Myself and two friends waited an hour and a half to get on stage to meet John and Hank. We got our tickets signed, because only one of us knew this would happen and we should bring books. John thanked me for wearing his face, and I told him about scaring myself by forgetting it would stare at me in the bathroom mirror.

Good times.

Of course, the excitement doesn't end there. John was on Ireland AM the next morning (thank you, Mammy Carroll, for telling me about that!) and both brothers were interviewed on Two Tube. Frickin' awesome. Hank's latest video tells about their time in Dublin, though I have a feeling that John will end up showing some footage from their day-before-the-show wandering, too (because he got some footage of his book in The Gutter Bookshop which I was delighted to recognise when Hank showed them in Temple Bar). Also, we got to say good morning to Hank.

I can't wait to see that. I cheered first, I think. Then it all set off.

John described the crowd of one thousand Nerdfighters as sounding first like 100,000 people on Twitter, and then like 10,000 people on Ireland AM, and I have to say: I'm damn proud of that. Irish crowds are louder and more enthusiastic than most people expect, and it has nothing to do with alcohol (as is often the case when Irish people are loud and enthusiastic.) On Wednesday, there were mainly teenagers present, everyone sober, and we still raised the volume to a ridiculously high level, with much due excitement.

It is our duty as rarely-visited Nerdfighters to make ourselves remembered, and to make the night as awesome as possible. Mission accomplished, Nerdfighters of Ireland.

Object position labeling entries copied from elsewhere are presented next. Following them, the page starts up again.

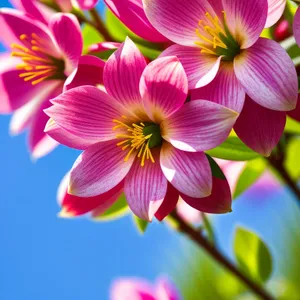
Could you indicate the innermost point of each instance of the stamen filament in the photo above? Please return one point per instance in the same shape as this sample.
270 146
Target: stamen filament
135 141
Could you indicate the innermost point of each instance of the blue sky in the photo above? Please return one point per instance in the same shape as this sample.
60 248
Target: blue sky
43 257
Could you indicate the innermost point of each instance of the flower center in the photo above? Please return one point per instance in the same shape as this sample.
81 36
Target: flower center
38 64
139 139
215 38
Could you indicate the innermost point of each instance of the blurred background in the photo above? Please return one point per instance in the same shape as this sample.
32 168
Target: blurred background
45 257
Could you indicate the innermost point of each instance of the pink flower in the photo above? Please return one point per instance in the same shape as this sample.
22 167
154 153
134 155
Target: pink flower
137 289
140 135
223 55
295 114
275 11
132 14
43 13
44 60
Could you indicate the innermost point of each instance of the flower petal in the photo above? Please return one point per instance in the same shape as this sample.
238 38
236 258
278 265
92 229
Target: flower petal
218 202
163 88
198 126
188 172
13 98
67 33
145 188
73 206
295 114
131 289
275 11
268 75
296 26
103 46
24 115
246 20
14 23
200 68
122 74
260 128
86 112
99 169
177 20
225 89
65 137
89 72
132 14
169 203
40 144
87 4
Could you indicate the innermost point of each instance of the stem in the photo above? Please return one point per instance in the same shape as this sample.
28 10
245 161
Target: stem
219 257
99 25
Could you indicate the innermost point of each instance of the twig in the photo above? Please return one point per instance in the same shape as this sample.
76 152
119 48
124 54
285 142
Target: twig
201 241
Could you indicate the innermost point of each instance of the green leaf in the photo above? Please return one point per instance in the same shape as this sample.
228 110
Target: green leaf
119 32
252 255
141 225
215 169
252 171
90 36
208 227
292 126
233 149
117 210
292 158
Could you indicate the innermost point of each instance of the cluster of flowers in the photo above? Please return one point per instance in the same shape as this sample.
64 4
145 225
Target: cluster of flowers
144 127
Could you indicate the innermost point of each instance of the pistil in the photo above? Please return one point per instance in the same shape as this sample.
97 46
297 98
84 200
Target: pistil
38 64
138 138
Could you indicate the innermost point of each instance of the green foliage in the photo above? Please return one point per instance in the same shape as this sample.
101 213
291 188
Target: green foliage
119 32
252 255
292 126
292 158
141 225
117 210
90 36
233 149
208 228
252 171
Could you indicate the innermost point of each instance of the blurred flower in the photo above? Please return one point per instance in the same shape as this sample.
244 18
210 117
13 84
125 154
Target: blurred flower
223 55
44 60
43 10
138 289
141 135
132 14
282 30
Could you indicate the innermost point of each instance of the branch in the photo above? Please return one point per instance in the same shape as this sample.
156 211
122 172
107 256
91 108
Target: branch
202 242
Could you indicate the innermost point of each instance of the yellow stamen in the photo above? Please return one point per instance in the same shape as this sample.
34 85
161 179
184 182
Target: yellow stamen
135 141
38 65
209 32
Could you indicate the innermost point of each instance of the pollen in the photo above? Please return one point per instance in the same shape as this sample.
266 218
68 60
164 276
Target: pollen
38 64
137 139
215 37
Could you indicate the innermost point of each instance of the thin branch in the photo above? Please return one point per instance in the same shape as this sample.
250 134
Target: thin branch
202 242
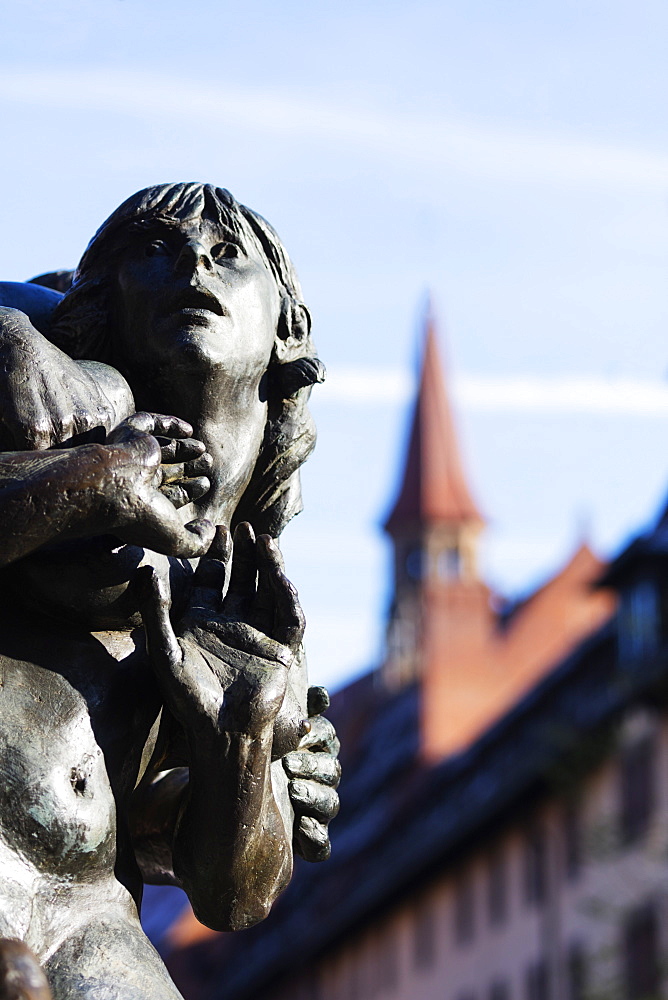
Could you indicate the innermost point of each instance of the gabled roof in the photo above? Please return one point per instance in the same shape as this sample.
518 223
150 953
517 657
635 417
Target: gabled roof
433 487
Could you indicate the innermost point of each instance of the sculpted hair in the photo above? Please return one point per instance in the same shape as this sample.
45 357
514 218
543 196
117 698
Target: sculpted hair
83 327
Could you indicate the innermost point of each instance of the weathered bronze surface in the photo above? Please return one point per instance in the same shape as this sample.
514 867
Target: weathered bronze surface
156 725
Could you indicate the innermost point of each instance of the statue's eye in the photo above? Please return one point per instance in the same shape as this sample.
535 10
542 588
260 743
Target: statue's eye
156 248
224 251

So, awesome night. I got home fairly late, but didn't care. It was all worth it. We had brownies and white chocolate while waiting to get inside, and were greeted with the type of awesomeness we could only before imagine, over and over again. It was an evening of awesome, when a hero came along.

Tuesday, July 24, 2012

T-Minus 1 Day

Back in April, I sent an email to three friends of mine - Messr Shanley, Mille Oz and Mille McQuaid. I had gotten an idea, and I wanted their feedback on it before I really got down to doing anything about it. Since then, I've released the press release, planned the book and begun a series of competitions.

And, you know, I've gotten a lot of exciting news since I started all of this that I'm not sure I can share publicly just yet.

However, from those early, out-of-the-blue ideas, I suddenly find myself with a day to go before I start writing Balor Reborn. A day. Tomorrow. Then I'm to be writing the book, on camera, and that kind of freaks me out. It's too late to back out, too. I don't plan to, mind you, it's just that I can't.

This is a good kind of fear, though. If I wasn't feeling this, I don't think I'd feel the excitement of the project when it comes to actually writing. I'd be sitting down, doing all the same things I normally do. Instead, I anticipate I'll be nervous waking up on Thursday morning. My stomach will be in bits, but I'll try have a cereal. I'd have to.

Then, I'll be sitting down at the laptop, ready to go, and getting the live show set up. I'll have my bathroom-break sign at the ready (seriously), a cup of tea by my side, lunch packed, and then I'll be live for the day.

I'm hoping I can write to a pace that would allow me to work from ten until six for a maximum of three days to get the first draft done. With the book cover and trailer to come after that, that's another day gone. Then I'll be editing, doing the most extensive work in my life for a prolonged period of time to ensure it's down to a tee!

The final day, I want to have a launch party while I make the book available for purchase. I'll have the trailer online, the cover available to see, possibly even a free sample for people to read. I'll go through my answers for the competitions I'm running...

And that's way ahead of schedule. That's the fun and exciting day I have to look forward to, that won't happen that way if I don't do the work. And that terrifies me. This whole thing terrifies me. I reckon I'll be boring on camera. I may end up listening to music through a headset and singing along badly to it. If that happens, I apologise. But I'm sure it'll be more entertaining than me sitting there going insane, right?